Öte yandan, dava dışı Orman İdaresi ile davalı kooperatif arasında akdedilen taşıma şartnamesinin 7. maddesinde, hak edişlerin nakleden iş sahibine ödeneceğinin kararlaştırıldığı, nakliye işini alan iş sahibi olarak davalı kooperatifin göründüğü, nakliyat alındı belgesi ve raporunda istihkak sahibi olarak yine davalı kooperatifin göründüğü, uyuşmazlığa konu taşıma da dahil işi alan ve nakliye dahil istihkaklar adına düzenlenen, nakliye ödemelerini dava dışı idareden tahsil eden ve yine nakliye işini bitirebilmek için ek süre isteyenin de davalı kooperatif olduğu dosya kapsamından anlaşılmaktadır. Bu durumda, taşıma sözleşmesini dava dışı idare ile akdeden ve nakliye işini alan ve aynı zamanda nakliye ücretlerine ait hak edişleri de idareden tahsil eden davalı kooperatif olduğuna göre, mahkemece bu hususlar nazara alınmadan ve bilirkişi raporuna neden itibar edilmediği karar yerinde yeterince tartışılmadan yazılı gerekçeyle davanın reddine karar verilmesi hatalı olup bozmayı gerektirmiştir.

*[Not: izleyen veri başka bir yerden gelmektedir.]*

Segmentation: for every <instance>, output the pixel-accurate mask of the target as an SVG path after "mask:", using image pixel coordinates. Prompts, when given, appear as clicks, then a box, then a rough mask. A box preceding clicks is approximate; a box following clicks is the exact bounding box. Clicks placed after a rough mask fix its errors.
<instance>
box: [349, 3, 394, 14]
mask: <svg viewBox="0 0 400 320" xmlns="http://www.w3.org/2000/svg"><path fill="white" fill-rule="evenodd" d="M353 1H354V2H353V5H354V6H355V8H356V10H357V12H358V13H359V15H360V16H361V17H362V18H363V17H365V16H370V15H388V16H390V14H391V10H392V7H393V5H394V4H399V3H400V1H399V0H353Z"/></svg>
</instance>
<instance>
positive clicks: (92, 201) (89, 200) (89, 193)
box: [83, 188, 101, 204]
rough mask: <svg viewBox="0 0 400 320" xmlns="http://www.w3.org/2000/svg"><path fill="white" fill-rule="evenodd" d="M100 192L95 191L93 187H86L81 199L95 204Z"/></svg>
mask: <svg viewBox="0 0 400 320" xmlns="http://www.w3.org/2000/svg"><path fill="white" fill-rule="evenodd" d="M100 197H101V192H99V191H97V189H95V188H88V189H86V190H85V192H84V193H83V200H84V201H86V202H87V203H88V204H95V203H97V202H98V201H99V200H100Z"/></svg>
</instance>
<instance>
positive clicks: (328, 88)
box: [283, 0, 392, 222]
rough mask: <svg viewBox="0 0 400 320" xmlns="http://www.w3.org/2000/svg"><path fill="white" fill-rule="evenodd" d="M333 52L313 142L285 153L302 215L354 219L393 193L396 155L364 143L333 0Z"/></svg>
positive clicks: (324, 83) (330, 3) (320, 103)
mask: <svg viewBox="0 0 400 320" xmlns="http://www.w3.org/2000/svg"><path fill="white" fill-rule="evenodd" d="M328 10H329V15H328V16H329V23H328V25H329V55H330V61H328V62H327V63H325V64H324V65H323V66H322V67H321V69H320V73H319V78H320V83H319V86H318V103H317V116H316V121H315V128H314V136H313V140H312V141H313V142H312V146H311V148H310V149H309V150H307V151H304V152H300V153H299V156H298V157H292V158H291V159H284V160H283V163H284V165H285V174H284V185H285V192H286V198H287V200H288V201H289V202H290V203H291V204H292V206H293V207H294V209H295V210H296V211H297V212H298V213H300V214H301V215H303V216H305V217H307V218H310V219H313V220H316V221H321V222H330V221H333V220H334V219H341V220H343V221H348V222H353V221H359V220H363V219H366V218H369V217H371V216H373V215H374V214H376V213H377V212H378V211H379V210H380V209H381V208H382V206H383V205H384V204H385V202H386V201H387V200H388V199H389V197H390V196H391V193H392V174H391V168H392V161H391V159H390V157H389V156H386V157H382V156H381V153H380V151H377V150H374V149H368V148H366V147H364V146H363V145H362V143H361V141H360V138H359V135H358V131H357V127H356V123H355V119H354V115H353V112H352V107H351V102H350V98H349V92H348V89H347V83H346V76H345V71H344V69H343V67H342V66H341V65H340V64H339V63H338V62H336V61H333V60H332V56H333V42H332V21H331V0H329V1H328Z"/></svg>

2- Kabule göre de; mahkemece, davacının icra takibine geçmede haksız ve kötüniyetli olduğu gerekçesiyle asıl alacağın % 40’ı oranında kötüniyet tazminatının davacıdan tahsili ile davalıya verilmesine karar verilmiştir. Ancak, davalı yararına kötüniyet tazminatına hükmedilebilmesi için, İİK’nın 67/2. maddesine göre takibin haksız ve kötüniyetle yapılmış olması ve kötüniyetin ayrıca ispatı gerekir. Somut olayda ise, davacının kötüniyetine dair dosya kapsamında herhangi bir delil bulunmamaktadır. Açıklanan nedenlerle, davacı aleyhine kötüniyet tazminatına hükmedilmesi doğru görülmemiş, kararın bu nedenle de davacı yararına bozulması gerekmiştir
SONUÇ: Yukarıda (1) ve (2) nolu bentlerde açıklanan nedenlerle, davacı vekilinin temyiz itirazlarının kabulü ile hükmün davacı yararına BOZULMASINA, ödediği temyiz peşin harcın isteği halinde temyiz edene iadesine, 16/02/2015 tarihinde oybirliğiyle karar verildi.